O Caso Bruno Patrocínio trouxe à tona falhas graves em uma perseguição policial na Zona Norte do Rio. Em novembro de 2024, Bruno Bastos Patrocínio, de 47 anos, foi confundido com criminosos e atingido por quatro tiros disparados por policiais militares em Inhaúma. Quase um ano depois, ele ainda luta contra sequelas físicas e psicológicas e tenta reconstruir sua vida.
As imagens das câmeras corporais dos agentes, divulgadas pela TV Globo, revelam que os policiais não tinham certeza sobre o veículo que deveria ser perseguido.

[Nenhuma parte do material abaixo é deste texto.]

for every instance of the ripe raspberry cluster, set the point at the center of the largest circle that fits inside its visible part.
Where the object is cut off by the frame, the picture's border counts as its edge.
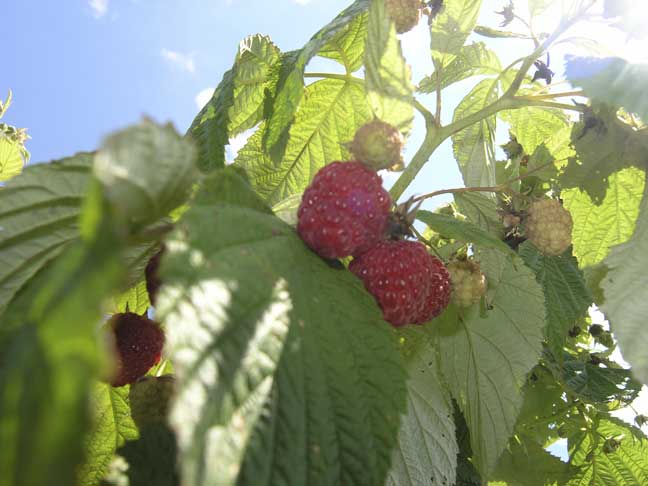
(345, 212)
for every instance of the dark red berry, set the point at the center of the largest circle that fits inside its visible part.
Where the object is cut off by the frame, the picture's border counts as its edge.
(151, 273)
(344, 211)
(138, 342)
(410, 285)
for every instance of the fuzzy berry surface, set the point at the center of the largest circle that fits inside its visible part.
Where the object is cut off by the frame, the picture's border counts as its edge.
(405, 13)
(410, 285)
(344, 211)
(138, 344)
(548, 226)
(468, 283)
(378, 144)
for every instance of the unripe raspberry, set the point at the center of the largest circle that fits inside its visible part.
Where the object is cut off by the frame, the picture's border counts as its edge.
(378, 145)
(405, 13)
(468, 283)
(548, 226)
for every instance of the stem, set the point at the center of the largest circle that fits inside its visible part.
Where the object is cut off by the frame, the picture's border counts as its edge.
(499, 188)
(437, 116)
(427, 114)
(549, 96)
(433, 138)
(533, 101)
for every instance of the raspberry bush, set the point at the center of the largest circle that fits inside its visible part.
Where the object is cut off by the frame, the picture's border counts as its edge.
(304, 342)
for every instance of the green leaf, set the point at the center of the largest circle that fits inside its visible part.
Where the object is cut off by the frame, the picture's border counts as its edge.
(536, 7)
(597, 384)
(38, 219)
(485, 360)
(451, 28)
(11, 159)
(601, 151)
(347, 46)
(276, 356)
(599, 227)
(332, 111)
(237, 103)
(526, 463)
(481, 210)
(625, 294)
(387, 75)
(472, 60)
(534, 125)
(498, 34)
(566, 294)
(49, 358)
(113, 426)
(146, 171)
(473, 147)
(625, 465)
(427, 445)
(611, 80)
(457, 229)
(290, 86)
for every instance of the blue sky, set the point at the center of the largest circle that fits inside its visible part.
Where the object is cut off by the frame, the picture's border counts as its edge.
(80, 69)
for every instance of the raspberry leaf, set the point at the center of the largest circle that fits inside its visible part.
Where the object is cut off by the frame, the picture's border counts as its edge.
(611, 80)
(427, 446)
(625, 297)
(332, 111)
(567, 297)
(450, 30)
(38, 218)
(11, 158)
(290, 84)
(473, 147)
(625, 464)
(599, 227)
(497, 350)
(454, 228)
(297, 341)
(113, 426)
(387, 75)
(147, 171)
(473, 59)
(237, 102)
(347, 46)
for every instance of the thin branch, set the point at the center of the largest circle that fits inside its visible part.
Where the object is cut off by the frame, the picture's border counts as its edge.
(499, 188)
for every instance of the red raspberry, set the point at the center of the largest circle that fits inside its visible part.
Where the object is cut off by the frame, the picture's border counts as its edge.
(138, 342)
(344, 211)
(410, 285)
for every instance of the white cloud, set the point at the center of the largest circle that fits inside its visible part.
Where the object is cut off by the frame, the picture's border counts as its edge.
(99, 7)
(183, 61)
(203, 97)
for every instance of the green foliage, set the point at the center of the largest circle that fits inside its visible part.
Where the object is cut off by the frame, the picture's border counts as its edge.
(566, 295)
(625, 302)
(284, 370)
(498, 349)
(292, 355)
(387, 75)
(611, 80)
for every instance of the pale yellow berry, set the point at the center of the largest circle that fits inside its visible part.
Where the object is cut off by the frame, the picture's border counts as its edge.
(548, 226)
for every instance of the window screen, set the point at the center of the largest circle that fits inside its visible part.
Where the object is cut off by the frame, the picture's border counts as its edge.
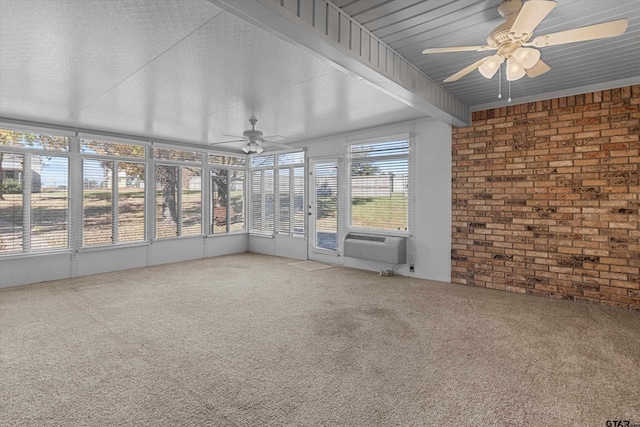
(291, 200)
(49, 202)
(379, 184)
(178, 201)
(131, 218)
(227, 200)
(97, 202)
(262, 201)
(11, 208)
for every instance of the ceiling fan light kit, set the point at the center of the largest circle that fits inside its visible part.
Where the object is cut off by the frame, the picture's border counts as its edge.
(511, 40)
(254, 139)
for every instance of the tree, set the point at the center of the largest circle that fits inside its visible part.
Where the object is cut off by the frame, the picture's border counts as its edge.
(10, 138)
(363, 168)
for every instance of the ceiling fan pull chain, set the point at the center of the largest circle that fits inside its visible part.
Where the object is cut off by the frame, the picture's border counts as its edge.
(500, 81)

Durante a ação, houve troca de versões e até recolhimento de cápsulas no carro da vítima após os disparos. Bruno tentou parar o veículo e sinalizar rendição, mas acabou alvejado com quase 20 disparos.
Ferido, foi socorrido pelos próprios militares e levado ao Hospital Municipal Salgado Filho, no Méier. No hospital, as gravações mostram os PMs discutindo como relatar o ocorrido ao batalhão. Um deles orienta: Fala que o carro se evadiu (…) escutamos um estampido de disparo e disparamos e pronto. Foi o que aconteceu.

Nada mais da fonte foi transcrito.